Sometimes she feels like an onion being peeled by expert Hands. No, not a butterfly mid-metamorphosis, but a big violet onion. As each layer is peeled away, she becomes less purple and more lilac. That’s not too bad, she thinks to herself, as she lets go of many things she knows. Deep down, there’s still some shade of violet in her.
Each thin layer removed, reveals more thin layers. She has a way to go, it is true, even if there’s so much of her already spread all over the kitchen floor. She realizes it’s the nature of the beast, this situation of changing skin.
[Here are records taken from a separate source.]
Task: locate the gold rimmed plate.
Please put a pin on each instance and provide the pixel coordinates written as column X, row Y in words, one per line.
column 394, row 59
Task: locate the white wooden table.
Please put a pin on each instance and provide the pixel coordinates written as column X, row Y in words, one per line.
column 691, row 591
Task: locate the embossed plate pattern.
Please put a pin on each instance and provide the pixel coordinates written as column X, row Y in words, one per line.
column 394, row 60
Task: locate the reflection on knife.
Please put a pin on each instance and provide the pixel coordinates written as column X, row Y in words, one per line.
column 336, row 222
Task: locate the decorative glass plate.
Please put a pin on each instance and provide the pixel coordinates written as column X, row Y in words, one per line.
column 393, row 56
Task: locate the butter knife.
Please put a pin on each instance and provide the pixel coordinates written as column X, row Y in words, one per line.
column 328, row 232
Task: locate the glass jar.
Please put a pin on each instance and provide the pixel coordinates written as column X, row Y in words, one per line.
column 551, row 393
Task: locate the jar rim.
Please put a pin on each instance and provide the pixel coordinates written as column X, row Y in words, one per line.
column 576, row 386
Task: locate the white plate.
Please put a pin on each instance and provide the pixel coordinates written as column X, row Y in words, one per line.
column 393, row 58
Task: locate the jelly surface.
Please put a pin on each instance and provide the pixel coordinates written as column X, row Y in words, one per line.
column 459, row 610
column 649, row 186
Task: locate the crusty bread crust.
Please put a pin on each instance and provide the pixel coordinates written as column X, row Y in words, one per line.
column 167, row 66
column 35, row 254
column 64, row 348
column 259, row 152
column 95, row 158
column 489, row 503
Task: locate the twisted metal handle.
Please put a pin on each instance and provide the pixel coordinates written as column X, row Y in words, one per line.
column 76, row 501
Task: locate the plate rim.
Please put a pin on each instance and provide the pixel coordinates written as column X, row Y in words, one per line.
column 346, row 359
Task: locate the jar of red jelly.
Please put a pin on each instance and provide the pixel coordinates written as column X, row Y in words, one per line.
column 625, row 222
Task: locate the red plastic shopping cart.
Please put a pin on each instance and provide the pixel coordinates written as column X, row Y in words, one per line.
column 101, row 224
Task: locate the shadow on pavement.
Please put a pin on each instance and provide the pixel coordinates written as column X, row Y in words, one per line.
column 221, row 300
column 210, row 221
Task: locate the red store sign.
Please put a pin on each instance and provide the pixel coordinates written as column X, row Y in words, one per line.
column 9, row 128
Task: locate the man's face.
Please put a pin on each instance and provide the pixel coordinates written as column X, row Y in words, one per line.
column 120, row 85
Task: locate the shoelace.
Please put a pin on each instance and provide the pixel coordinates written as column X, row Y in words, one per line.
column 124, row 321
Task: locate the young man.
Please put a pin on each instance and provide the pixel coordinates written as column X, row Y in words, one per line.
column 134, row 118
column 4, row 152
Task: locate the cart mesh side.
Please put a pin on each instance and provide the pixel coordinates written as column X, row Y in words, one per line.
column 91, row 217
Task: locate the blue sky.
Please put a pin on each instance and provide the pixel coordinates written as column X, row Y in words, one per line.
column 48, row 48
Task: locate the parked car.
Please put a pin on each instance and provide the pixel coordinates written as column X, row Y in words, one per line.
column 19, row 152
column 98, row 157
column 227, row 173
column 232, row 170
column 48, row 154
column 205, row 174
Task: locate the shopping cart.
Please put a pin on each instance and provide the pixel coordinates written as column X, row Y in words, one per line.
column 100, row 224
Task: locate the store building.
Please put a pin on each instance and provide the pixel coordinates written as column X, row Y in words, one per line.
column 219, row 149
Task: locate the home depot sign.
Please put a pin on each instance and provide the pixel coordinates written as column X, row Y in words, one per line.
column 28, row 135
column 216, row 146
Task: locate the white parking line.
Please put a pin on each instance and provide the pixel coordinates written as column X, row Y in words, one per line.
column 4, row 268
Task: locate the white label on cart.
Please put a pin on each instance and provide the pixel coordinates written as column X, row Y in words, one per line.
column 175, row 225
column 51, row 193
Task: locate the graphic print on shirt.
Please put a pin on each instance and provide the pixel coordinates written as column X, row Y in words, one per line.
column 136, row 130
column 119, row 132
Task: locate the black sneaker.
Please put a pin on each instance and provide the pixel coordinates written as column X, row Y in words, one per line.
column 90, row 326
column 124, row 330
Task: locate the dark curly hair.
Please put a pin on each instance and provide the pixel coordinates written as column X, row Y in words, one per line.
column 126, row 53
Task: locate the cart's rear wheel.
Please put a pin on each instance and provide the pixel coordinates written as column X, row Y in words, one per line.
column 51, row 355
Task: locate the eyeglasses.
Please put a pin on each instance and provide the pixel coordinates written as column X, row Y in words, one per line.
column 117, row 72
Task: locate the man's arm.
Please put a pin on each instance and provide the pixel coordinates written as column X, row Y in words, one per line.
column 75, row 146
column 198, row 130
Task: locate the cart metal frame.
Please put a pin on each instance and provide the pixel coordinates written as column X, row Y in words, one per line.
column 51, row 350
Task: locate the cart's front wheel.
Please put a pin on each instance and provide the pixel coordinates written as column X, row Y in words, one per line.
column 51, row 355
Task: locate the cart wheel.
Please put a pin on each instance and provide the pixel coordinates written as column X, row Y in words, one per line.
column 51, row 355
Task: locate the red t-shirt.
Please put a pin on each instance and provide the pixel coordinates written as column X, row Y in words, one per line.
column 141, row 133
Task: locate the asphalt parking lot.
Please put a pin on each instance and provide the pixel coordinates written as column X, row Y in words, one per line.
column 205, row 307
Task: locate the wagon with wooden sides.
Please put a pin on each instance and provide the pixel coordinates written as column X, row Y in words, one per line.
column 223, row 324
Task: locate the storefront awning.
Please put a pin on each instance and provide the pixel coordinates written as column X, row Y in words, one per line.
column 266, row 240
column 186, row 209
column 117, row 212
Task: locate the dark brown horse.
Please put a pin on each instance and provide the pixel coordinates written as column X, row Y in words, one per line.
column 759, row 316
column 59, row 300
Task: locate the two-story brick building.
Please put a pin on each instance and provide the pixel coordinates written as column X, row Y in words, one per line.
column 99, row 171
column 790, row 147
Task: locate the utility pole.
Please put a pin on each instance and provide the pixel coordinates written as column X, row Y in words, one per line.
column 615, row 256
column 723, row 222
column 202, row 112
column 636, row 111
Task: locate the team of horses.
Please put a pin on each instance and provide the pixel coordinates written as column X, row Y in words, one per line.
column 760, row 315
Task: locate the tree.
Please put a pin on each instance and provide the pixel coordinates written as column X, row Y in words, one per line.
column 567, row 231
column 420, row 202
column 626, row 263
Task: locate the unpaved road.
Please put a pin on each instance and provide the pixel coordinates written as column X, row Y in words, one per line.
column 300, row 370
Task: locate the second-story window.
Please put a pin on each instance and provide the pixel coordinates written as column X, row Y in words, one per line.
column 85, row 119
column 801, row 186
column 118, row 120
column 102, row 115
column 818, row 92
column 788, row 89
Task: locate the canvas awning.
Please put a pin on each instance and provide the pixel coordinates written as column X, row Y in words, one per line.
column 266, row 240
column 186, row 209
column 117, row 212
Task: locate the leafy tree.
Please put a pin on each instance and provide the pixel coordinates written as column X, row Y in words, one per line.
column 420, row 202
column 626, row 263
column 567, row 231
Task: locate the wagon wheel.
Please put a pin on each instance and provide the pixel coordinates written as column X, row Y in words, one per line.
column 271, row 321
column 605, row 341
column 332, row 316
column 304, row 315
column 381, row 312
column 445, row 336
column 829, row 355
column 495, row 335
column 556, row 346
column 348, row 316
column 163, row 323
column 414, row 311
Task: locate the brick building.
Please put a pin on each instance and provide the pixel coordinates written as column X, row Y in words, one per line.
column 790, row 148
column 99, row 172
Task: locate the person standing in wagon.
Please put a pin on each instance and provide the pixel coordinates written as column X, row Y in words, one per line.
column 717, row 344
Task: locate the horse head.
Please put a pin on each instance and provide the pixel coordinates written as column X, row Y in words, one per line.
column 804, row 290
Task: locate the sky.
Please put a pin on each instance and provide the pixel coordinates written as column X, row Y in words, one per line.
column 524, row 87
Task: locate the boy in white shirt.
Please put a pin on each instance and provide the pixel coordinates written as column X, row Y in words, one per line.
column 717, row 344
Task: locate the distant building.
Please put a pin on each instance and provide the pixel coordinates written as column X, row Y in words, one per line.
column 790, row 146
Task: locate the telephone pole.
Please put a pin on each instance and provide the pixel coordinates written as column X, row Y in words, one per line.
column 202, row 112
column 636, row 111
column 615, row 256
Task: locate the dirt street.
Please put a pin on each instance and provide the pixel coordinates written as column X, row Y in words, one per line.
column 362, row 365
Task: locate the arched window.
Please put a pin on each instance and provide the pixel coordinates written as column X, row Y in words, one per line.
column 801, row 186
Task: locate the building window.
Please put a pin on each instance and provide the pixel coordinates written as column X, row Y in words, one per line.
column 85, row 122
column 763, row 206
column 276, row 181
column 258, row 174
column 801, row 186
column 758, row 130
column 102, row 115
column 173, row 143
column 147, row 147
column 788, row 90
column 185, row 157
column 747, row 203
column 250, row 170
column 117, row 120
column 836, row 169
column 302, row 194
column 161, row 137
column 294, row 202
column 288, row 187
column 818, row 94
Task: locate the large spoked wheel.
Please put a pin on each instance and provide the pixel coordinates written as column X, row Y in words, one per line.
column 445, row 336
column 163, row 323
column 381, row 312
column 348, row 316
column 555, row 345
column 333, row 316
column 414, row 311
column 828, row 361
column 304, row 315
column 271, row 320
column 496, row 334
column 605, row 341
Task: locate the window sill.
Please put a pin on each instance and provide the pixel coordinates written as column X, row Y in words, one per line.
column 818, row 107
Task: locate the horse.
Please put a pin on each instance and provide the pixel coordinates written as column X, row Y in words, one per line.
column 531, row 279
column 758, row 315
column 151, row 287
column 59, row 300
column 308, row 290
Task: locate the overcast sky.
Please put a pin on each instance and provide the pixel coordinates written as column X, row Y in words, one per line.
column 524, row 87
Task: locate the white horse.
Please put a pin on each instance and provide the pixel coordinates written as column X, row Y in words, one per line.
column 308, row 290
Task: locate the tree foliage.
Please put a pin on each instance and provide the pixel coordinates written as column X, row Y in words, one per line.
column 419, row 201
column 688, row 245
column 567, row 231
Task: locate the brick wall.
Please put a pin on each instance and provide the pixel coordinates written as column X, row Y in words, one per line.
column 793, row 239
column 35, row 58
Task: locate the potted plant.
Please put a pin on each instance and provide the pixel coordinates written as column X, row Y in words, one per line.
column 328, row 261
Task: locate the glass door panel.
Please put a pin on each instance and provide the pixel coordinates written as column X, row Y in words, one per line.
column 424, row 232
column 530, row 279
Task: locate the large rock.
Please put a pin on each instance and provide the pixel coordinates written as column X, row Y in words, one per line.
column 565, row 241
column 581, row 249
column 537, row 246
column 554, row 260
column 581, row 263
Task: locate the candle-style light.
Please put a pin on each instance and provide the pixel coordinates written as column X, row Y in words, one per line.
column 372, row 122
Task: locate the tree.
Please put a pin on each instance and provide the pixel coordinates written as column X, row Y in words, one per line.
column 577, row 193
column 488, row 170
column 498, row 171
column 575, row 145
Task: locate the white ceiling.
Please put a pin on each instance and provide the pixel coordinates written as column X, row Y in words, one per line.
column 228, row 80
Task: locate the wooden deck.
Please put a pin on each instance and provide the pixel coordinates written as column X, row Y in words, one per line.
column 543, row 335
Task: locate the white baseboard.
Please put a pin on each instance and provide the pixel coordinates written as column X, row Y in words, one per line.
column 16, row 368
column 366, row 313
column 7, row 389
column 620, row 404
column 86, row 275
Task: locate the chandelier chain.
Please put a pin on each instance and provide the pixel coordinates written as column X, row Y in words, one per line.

There was joy at times, when the revelations came. Look ma, no tears and it felt like it had always meant to feel that great.
Other times, tears flowed as the layers of skin came off. The fumes stung her eyes and the truth hit her heart. That can’t be wrong, she thought, as she wept away the pain.
Still, other questions with the same spirit plague her heart as she watches more and more of the purple and translucent layers come off. Some revelations she willingly accepts, others she needs some time to stomach, then face because the past can be cruel and it doesn’t lie.
She patiently waits though. She is convinced the joy will come back again.
It always comes back. That’s the promise.
For today she soldiers on, layer after layer.
She wonders what she will find at the core of it all,
if she hasn’t already found what she’s looking for.